Background
Osteoarthritis (OA) is a highly prevalent condition that imposes substantial burden on the individuals affected. Presently there are limited treatments available to control symptoms. Current United States Food and Drug Administration (FDA) and European Medicine Agency approved agents consist of corticosteroids and viscosupplements (hyaluronate). These are not first-line recommended therapies from treatment guidelines based on their limited efficacy profiles. This is in large part due to the inability to achieve a minimum clinically important difference over placebo. When considering clinical trial design, the challenges of which placebo to choose, its volume, injection frequency, the use of injection guidance, concomitant local anaesthetic use, patient baseline disease presentation (bilateral versus unilateral disease, concomitant presence of inflammatory features/effusion, disease severity, baseline pain) all create substantial opportunity for heterogeneity in what is already a challenging clinical trial environment.

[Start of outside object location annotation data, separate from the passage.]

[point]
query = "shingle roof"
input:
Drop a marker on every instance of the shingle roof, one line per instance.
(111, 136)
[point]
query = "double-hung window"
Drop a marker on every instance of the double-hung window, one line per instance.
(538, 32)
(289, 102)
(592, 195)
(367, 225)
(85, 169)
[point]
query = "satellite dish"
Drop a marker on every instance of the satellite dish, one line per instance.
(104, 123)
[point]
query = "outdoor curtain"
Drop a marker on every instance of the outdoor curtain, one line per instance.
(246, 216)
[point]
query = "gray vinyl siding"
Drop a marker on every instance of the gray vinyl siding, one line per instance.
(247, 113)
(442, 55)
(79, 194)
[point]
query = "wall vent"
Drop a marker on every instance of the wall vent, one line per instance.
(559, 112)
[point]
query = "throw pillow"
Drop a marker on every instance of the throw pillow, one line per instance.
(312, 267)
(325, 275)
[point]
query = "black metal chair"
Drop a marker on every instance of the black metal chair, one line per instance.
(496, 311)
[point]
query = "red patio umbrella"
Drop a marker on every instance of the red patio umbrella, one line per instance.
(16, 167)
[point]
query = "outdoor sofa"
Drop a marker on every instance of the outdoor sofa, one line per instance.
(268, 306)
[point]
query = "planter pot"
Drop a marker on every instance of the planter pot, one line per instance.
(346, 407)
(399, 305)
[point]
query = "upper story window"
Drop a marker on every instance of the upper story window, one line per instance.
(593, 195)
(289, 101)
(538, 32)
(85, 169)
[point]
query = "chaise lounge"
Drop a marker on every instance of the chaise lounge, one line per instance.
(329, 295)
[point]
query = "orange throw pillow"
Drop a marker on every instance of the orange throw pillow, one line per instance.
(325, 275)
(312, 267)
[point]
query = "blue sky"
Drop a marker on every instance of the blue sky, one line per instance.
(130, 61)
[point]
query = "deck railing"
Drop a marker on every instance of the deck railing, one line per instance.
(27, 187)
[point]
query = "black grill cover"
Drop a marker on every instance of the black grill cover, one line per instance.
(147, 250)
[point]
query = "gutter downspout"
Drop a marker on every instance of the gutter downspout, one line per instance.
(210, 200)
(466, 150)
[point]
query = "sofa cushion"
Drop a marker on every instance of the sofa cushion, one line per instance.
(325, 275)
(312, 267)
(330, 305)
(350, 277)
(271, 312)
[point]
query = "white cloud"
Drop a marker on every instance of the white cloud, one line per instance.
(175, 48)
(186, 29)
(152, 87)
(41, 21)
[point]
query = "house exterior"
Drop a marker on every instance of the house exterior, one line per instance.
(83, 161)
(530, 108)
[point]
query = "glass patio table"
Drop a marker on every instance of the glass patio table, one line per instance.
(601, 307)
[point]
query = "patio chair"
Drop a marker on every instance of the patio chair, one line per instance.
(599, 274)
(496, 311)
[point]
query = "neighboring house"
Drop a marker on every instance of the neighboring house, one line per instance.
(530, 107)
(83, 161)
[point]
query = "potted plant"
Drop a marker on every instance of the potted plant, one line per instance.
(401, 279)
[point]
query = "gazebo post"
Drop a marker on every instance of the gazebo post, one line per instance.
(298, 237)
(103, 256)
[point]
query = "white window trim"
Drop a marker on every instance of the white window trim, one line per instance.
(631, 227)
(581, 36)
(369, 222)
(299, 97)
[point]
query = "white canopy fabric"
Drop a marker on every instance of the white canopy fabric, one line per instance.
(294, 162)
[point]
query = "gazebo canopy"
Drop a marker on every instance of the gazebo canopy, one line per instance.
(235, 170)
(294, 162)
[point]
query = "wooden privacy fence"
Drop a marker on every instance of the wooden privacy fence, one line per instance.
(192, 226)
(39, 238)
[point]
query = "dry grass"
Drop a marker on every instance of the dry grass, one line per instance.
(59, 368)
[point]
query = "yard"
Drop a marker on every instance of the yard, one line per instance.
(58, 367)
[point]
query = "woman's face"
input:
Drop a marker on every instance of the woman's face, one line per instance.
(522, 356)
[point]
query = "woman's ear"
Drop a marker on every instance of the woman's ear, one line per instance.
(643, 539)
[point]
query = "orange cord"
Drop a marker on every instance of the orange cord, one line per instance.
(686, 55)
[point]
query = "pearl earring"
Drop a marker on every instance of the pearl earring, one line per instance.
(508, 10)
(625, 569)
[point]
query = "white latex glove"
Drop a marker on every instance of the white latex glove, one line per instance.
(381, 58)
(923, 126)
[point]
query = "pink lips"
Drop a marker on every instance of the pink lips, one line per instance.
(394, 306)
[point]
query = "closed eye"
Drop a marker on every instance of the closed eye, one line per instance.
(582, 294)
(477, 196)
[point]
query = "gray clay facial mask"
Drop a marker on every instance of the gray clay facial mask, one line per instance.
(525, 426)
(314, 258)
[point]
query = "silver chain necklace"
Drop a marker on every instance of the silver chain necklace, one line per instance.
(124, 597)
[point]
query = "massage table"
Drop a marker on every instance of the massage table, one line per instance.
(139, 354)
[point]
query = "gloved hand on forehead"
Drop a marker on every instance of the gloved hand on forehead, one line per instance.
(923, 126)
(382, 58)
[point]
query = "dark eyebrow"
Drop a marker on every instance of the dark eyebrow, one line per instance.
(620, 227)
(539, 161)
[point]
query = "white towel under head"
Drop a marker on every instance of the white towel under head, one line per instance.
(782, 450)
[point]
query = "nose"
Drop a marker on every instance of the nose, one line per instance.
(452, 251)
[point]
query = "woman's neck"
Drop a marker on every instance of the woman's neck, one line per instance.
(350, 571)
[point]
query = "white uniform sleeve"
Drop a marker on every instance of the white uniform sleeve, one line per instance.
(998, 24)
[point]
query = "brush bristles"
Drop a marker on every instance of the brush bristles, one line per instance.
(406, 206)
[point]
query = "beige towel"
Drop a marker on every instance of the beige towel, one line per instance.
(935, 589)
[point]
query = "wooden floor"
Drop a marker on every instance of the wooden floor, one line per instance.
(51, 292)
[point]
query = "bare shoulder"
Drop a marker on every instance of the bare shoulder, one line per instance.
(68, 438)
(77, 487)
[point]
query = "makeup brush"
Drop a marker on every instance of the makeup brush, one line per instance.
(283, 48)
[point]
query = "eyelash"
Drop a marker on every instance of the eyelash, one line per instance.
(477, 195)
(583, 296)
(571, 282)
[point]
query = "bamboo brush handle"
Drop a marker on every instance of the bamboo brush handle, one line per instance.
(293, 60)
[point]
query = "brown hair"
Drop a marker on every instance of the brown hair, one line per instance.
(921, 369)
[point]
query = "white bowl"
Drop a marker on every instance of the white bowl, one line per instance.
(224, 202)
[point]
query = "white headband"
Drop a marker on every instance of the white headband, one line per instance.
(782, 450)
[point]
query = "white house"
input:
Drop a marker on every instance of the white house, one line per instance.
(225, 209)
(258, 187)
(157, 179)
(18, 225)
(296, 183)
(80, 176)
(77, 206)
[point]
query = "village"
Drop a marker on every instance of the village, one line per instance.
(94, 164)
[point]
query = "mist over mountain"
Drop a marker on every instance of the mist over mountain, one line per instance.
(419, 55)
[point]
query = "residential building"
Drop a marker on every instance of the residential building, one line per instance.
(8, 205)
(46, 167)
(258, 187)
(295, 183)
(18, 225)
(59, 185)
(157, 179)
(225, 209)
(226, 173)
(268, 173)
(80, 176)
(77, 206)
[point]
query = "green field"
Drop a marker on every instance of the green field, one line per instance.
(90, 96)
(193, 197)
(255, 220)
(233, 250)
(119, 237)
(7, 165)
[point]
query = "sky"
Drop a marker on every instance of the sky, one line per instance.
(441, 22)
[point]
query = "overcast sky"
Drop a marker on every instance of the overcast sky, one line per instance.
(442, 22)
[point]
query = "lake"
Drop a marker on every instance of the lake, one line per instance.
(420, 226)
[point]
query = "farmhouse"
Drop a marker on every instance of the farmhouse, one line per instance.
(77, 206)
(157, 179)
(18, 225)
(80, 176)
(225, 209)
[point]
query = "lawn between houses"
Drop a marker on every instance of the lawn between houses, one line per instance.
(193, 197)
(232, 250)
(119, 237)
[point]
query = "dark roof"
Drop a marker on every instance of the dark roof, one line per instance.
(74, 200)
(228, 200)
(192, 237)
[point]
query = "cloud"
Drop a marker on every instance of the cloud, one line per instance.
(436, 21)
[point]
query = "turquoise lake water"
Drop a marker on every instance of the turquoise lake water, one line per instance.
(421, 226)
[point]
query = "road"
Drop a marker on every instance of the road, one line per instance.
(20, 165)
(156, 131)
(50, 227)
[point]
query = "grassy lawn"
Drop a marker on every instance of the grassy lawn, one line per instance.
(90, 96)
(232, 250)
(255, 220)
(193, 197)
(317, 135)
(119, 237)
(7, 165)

As the placebo effect can be attributed to the individual or related to the study protocol, assessment of the placebo effect utilising individual patient data (IPD) meta-analysis will give insight into the different predictors of placebo response and influence subsequent implementation of clinical designs with lowered placebo response.
Methods
Using IPD, a number of analyses of placebo-controlled trial data from different intra-articular injection trials for osteoarthritis will be conducted to ascertain the mechanisms behind placebo response in intra-articular trials in osteoarthritis. Placebo randomized control trials of intra-articular
glucocorticoids and viscosupplements will be identified via a systematic literature review. Intervention characteristics, trial characteristics, disease severity and outcomes will be analysed.